Note: Where available, the PDF/Word icon below is provided to view the complete and fully formatted document
 Download Current HansardDownload Current Hansard    View Or Save XMLView/Save XML

Previous Fragment    Next Fragment
Tuesday, 8 November 2016
Page: 3128

Racial Discrimination Act 1975


Mr DREYFUS (IsaacsDeputy Manager of Opposition Business) (14:13): My question is to the Prime Minister. This morning the member for Bennelong said that watering down section 18C of the Racial Discrimination Act is not a good use of the government's time and is causing fear. Why is the Prime Minister opening the door to changes that even his own MPs think are a waste of time?


Mr TURNBULL (WentworthPrime Minister) (14:14): The honourable member is obviously not paying any attention to what is now a very lively and active debate about the application of the provisions that he spoke about to some university students in Queensland and to a cartoonist from The Australian.

Ms Rowland interjecting

The SPEAKER: The member for Greenway is warned.
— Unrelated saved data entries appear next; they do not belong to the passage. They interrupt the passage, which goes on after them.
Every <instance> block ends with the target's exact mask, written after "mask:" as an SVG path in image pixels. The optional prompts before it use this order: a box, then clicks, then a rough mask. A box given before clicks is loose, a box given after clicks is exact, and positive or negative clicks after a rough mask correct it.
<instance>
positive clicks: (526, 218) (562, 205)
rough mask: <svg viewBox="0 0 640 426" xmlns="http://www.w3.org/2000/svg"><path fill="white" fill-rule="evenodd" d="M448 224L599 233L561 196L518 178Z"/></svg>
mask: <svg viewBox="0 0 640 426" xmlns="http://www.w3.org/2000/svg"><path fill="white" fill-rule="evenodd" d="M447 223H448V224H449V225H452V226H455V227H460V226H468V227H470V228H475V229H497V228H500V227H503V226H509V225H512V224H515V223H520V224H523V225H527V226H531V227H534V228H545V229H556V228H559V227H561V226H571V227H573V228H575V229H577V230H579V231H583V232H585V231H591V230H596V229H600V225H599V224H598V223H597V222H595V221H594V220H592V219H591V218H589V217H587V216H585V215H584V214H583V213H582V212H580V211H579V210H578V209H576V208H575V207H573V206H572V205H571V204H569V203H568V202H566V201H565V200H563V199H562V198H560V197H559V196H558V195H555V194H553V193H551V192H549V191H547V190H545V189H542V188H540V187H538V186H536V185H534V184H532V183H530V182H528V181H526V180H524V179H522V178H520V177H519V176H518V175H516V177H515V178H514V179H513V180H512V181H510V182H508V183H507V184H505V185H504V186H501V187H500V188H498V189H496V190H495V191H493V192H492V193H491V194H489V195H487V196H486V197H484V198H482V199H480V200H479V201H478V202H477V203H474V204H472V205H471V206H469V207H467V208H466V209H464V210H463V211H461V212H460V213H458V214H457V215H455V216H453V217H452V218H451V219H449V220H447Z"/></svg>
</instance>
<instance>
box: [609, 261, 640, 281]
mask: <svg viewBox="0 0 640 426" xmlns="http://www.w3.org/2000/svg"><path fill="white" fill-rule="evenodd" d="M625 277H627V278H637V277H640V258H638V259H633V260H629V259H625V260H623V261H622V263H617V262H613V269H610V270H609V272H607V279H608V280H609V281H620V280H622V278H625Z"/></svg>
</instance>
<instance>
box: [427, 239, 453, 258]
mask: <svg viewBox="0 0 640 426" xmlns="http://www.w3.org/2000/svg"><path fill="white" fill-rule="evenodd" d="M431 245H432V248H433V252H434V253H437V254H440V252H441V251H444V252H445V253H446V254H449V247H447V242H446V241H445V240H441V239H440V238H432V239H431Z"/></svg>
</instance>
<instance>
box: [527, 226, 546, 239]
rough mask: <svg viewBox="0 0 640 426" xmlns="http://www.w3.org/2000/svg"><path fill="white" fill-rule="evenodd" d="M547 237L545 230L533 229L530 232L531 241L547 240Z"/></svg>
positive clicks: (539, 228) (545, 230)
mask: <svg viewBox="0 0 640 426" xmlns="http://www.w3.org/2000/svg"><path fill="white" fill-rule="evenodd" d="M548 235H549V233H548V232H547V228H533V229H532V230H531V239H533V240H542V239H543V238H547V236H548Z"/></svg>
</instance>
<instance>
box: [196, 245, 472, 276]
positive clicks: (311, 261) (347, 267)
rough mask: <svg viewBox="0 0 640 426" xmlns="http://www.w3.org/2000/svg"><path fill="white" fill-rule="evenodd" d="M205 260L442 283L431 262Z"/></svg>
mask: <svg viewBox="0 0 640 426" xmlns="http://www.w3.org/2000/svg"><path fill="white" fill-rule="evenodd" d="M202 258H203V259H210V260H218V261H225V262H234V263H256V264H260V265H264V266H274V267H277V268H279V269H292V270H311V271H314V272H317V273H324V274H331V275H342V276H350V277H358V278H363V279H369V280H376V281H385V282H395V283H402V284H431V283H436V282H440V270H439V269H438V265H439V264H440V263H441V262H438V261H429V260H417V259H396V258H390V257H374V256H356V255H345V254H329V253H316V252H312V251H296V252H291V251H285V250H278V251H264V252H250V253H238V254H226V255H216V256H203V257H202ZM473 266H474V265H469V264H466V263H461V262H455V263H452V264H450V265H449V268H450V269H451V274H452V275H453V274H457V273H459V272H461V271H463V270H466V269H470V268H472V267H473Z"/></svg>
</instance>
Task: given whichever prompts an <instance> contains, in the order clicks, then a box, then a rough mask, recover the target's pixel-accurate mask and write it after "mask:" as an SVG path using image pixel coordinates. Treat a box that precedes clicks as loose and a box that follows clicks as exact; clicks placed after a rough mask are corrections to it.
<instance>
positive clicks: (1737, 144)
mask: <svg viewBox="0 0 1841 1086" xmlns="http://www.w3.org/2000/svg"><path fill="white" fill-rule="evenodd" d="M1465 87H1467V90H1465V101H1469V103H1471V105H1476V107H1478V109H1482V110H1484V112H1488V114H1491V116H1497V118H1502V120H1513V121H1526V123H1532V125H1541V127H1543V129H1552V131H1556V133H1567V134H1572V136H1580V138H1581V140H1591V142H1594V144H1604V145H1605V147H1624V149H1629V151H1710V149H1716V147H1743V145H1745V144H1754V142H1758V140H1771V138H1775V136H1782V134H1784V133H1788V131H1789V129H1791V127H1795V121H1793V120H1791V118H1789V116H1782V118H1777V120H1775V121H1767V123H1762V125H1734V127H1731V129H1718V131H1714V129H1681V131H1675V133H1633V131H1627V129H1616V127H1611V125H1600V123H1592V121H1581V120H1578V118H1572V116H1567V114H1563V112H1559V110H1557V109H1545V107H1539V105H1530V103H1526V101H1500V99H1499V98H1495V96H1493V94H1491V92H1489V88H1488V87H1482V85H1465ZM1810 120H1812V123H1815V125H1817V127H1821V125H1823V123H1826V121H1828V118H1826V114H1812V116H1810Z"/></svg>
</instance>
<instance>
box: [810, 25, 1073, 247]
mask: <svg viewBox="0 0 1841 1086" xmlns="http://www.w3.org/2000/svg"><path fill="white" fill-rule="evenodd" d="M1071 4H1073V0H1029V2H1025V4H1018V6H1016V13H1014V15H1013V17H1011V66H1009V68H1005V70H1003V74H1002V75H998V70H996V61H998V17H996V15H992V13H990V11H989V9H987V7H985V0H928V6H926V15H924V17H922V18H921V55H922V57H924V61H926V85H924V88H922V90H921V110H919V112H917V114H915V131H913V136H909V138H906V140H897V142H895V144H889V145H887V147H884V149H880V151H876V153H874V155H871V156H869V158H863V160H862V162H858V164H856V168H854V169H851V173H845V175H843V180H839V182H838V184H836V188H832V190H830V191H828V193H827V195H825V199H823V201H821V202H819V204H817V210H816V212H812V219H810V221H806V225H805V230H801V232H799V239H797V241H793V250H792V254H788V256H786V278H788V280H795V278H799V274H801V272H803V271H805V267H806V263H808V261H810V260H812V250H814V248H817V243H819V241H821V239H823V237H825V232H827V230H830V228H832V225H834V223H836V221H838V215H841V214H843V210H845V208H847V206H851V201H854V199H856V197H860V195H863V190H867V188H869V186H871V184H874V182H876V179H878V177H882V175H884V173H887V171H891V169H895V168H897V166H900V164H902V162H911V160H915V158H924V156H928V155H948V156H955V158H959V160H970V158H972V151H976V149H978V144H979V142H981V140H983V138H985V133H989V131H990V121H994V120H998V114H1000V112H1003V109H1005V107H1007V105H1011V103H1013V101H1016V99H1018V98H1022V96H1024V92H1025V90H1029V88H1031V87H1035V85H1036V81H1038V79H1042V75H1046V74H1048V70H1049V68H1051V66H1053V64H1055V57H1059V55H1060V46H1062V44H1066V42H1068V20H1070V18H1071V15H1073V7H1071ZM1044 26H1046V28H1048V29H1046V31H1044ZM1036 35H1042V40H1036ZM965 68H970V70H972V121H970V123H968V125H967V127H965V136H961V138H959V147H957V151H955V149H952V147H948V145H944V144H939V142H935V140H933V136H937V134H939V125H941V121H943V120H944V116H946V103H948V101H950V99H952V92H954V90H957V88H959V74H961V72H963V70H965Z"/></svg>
Mr TURNBULL: There is a lively debate about that, and as a barrister he would well understand the importance of free speech. What we have done is refer the matter to the Parliamentary Joint Committee on Human Rights. It is a committee of the parliament; it includes honourable members opposite and it includes senators. They will consider these issues and they will do so carefully and thoughtfully and respectfully. I expect that other parties with interests in this matter will make submissions to them. That is what parliament should do—it should listen to the people and it should enable them to make their submissions, and that is exact what is happening.

One area where the human rights of people are being neglected by honourable members opposite is with respect to the security of our borders.

Ms Plibersek interjecting

The SPEAKER: The member for Sydney will cease interjecting.

Mr TURNBULL: Let me say this to honourable members opposite: when your party was last in government, 1,200 and more people drowned at sea as a consequence of your policies.

Mr Rob Mitchell interjecting

The SPEAKER: The member for McEwen is warned.

Mr TURNBULL: That was the inevitable consequence of your policies, and you recognised that you had failed and, at the last minute, you brought Kevin Rudd back.

The SPEAKER: The member for Isaacs, on a point of order?

Mr Dreyfus: Direct relevance, Mr Speaker.

The SPEAKER: The member for Isaacs will resume his seat. The Prime Minister is in order.

Mr TURNBULL: The Labor Party brought Kevin Rudd back, and at the last minute, just as he was about to go out of office, he said exactly what he had said just as he was about to go into office in 2007, which was that he agreed with the coalition's policy. Well, it was too late for the 1,200 who drowned, wasn't it? It was too late for them. No shame, no sense of conscience on the part of the Labor Party. That was the consequence. The Labor Party cannot escape the consequences of its failure. What we have done is stop the boats. We have stopped the drownings. We have ensured that children are not in detention, and we will continue to do that. We will not be lectured on human rights by a party that was so neglectful and so careless of the human rights of those who lost their lives at sea.

Ms Plibersek interjecting

The SPEAKER: The member for Sydney is now warned and has been warned a number of times in recent sitting days. That is as subtle as I can be.